Imagine standing in a warehouse somewhere. Your mobile phone rings. You struggle to answer it… and there they are, your friends phoning from a Himalayan summit. Hugh Miller reports
13th November 1999. A cold, grey day.
I’m standing in a computer warehouse in north London, and my mobile phone rings, penetrating the stifled atmosphere. The other customers in the queue look around impatiently as I struggle to get the phone out of my pocket.
”Hello?” I answer, conscious of the stares levelled at me by the others.
“Alright Hugh, its Rob! comes the reply.
Blimey!
Rob Whittall and Bob Drury were in the Himalayas doing a vol-bivouac expedition with a BBC film crew, so a phone call from them was a bolt from the blue.
“What are you up to?” I ask, as if they’re sat in a pub down the road.
“It’s amazing, the country is beautiful, we just flew 25 km today and this is our first evening out on bivouac.”
“So you’re calling from your satellite phone from Nepal?” I gasp.
The shop assistant raises his eyebrows quizzically, and I shuffle off to an anonymous corner to continue this unbelievable conversation.
”Yeah, we’ve made a big bonfire and we’re phoning round all our mates.

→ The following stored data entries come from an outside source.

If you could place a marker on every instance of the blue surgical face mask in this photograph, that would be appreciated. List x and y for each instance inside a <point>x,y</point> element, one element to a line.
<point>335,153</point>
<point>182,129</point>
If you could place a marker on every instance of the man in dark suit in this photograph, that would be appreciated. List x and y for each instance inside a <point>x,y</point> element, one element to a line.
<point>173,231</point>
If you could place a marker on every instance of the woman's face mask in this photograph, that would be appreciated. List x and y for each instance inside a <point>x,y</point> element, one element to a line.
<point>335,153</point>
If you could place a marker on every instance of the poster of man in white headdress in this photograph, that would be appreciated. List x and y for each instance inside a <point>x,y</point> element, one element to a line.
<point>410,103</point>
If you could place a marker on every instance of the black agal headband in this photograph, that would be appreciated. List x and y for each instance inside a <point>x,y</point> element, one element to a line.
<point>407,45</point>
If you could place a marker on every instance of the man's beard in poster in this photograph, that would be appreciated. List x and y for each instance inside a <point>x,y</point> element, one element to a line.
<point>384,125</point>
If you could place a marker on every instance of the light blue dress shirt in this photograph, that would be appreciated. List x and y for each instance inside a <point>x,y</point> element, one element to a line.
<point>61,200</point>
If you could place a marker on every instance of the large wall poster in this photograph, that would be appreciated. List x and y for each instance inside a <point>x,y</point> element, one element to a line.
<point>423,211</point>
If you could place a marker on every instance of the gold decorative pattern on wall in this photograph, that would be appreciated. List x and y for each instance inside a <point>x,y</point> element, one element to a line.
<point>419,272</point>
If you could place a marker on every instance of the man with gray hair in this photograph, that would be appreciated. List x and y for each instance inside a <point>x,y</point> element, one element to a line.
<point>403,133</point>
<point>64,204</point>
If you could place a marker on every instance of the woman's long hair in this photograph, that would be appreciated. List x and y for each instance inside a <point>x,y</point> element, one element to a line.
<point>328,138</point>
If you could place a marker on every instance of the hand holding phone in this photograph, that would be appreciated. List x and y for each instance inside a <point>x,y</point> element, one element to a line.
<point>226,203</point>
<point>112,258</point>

The flying was incredible today, big vultures everywhere and we landed on this grassy spine-back ridge just in front of the really big mountains, there’s a cultivated valley in front of us, and we’ve just smoked a fat one, and all the stars are out and everything!”
Blimey.
“We were with the film crew for three weeks, and got to know them all really well, so leaving them was hard today. Leo Dickenson got some amazing footage from his helicopter, it was right up beside us. But now were alone and it’s all still and beautiful.”
Blimey.
Rob passes the phone to Bob, who rants enthusiastically whilst I struggle with one-worded replies, then they ring off.
I trudge out into the city street and pull my jacket tight against the biting wind and stop, contemplating life on the other side of the world, where two of my friends are camped out on a ridge-top, ready to fly into the world’s biggest mountain scenery when dawn breaks.